The conference was held at the same time the Vatican is entering into delicate negotiations with Beijing on extending their controversial 2018 agreement on nominating bishops for China.
The Vatican is seeking to extend the accord, which envisages a process of dialogue in selecting bishops. It signed it in 2018 in hopes it would help unite China’s Catholics, who for seven decades have been split between those belonging to an official, state-sanctioned church and an underground church loyal to Rome.
As it has been accused of selling out the underground faithful with the agreement, the Vatican has defended the accord as necessary to prevent an even worse schism in the Chinese church.
Pompeo has strongly criticized the accord, penning an essay earlier this month suggesting that the Vatican had compromised its moral authority by signing it. His article greatly irritated the Vatican, which saw it as interference in the church’s internal affairs for the sake of scoring domestic political points.

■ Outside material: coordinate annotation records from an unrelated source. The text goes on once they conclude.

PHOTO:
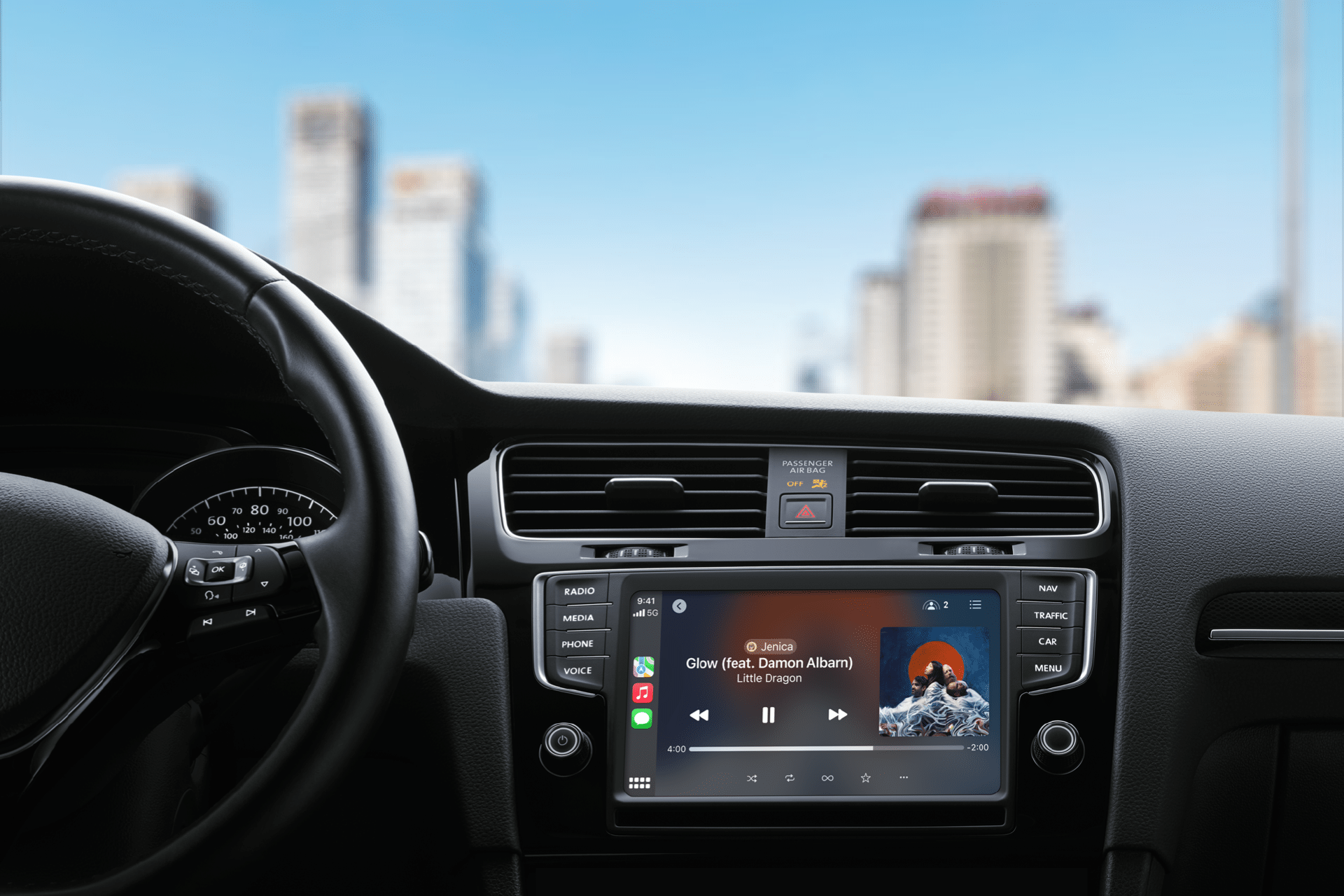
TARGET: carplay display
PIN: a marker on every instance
(813, 694)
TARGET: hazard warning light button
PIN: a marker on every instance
(806, 511)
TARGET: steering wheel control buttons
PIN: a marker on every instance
(565, 750)
(207, 598)
(575, 644)
(267, 575)
(1042, 672)
(220, 571)
(232, 629)
(585, 673)
(1058, 747)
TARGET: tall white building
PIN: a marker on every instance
(174, 190)
(878, 333)
(1092, 360)
(500, 352)
(327, 192)
(568, 358)
(980, 298)
(432, 272)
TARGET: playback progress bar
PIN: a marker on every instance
(827, 748)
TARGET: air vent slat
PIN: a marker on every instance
(559, 491)
(1035, 495)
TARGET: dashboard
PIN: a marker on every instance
(711, 637)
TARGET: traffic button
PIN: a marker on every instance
(1065, 615)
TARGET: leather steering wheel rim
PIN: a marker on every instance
(365, 567)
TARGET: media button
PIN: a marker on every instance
(1065, 615)
(1050, 641)
(577, 589)
(585, 673)
(575, 644)
(1043, 672)
(575, 617)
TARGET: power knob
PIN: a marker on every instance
(1058, 747)
(565, 750)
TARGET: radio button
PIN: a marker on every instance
(1066, 615)
(1051, 586)
(585, 673)
(1043, 672)
(1050, 640)
(575, 644)
(577, 589)
(565, 618)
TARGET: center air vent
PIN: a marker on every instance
(568, 491)
(923, 492)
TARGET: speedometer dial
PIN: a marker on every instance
(253, 514)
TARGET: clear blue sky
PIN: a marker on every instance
(689, 181)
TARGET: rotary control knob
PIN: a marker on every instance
(1058, 747)
(565, 750)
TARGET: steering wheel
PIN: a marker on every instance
(92, 652)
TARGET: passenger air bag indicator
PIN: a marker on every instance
(806, 511)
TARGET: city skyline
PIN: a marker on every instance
(1166, 172)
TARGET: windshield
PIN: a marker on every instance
(1132, 204)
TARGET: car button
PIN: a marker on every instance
(1050, 614)
(575, 644)
(1050, 640)
(577, 589)
(1042, 672)
(1051, 586)
(585, 673)
(577, 617)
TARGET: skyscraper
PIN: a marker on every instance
(878, 337)
(432, 269)
(327, 192)
(568, 358)
(500, 351)
(980, 298)
(1092, 363)
(174, 190)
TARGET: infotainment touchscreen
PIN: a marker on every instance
(813, 694)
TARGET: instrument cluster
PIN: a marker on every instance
(248, 495)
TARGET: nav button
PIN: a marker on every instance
(584, 673)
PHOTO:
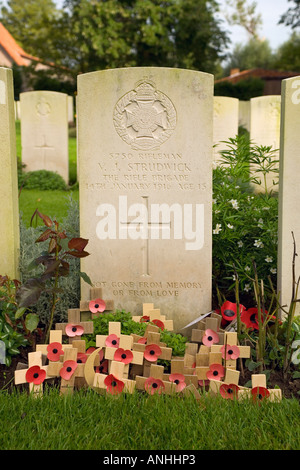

The Vatican secretary of state, Parolin, said the Holy See was “surprised” by Pompeo’s article. Speaking to reporters on the sidelines of the conference, Parolin said the private meetings Pompeo had scheduled at the Vatican would have been the more appropriate setting to express his concerns, Italian news agency ANSA reported.
Pompeo started his day Thursday visiting the Rome-based Sant’Egidio Community, a Catholic charity active in caring for refugees in Italy and providing HIV-AIDS care in Africa. Arriving at Sant’Egidio’s headquarters, Pompeo praised the group’s efforts as “the Lord’s work.”